静かな、それでいて深く響く声で呼ばれた。





途端に騒がしかった1階が静かになる。





彼らの慕う総長 が階段上に立っていた。






「?何?」




そんな総長に素っ気なく応じれる彼女をメンバー達が尊敬していると言うことに気付かないのは彼女だけ。





「戻ってこい」





「嫌」





「……戻れ」





「だから嫌」





すると徐々に棗の恐ろしいくらいに整った無表情な顔が盤若に変わる。





こんなにも彼の表情を変えることが出来るのも彼女だけ。





棗が無言で降りてくる。





私は直ぐにその意図を察して智也の背後に隠れる。




しかし総長に敵うはずもなく智也はあっさりと私を裏切りその体を退けた。





棗は私をさっと肩に担ぐ。





「やだ。
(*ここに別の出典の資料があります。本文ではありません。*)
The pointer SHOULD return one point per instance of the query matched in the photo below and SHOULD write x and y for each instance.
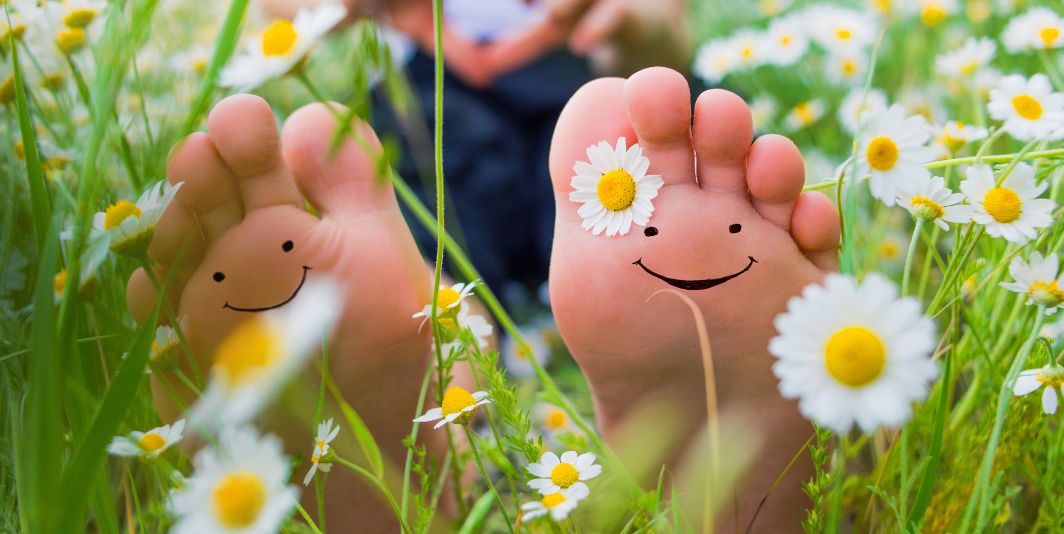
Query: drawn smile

まだ話する。」





じたばた暴れると……





「うるせー。」





その一言のみ帰ってきた。





「あぁー!!棗ー!!美幸ちゃんに何してんのー!?」





様子を見に来た環が叫ぶ。





「環、助けて」





私が言うと眉を吊り上げた環がトコトコと階段を降りてきた。





「もー!美幸ちゃんを降ろしてよー!」





「あぶねー。」





「こら、環。今そんなことをすれば美幸さんが危ないですよ」





今度は様子を見に来た無限が言う。





「あ、無限!」





私が棗に見せなかった笑顔を見せると微かに舌打ちが聞こえた。





「おい、む……」





ガタンっ!!







倉庫の入り口に何かがぶつかるような音がした。




一瞬で倉庫内の雰囲気が変わる。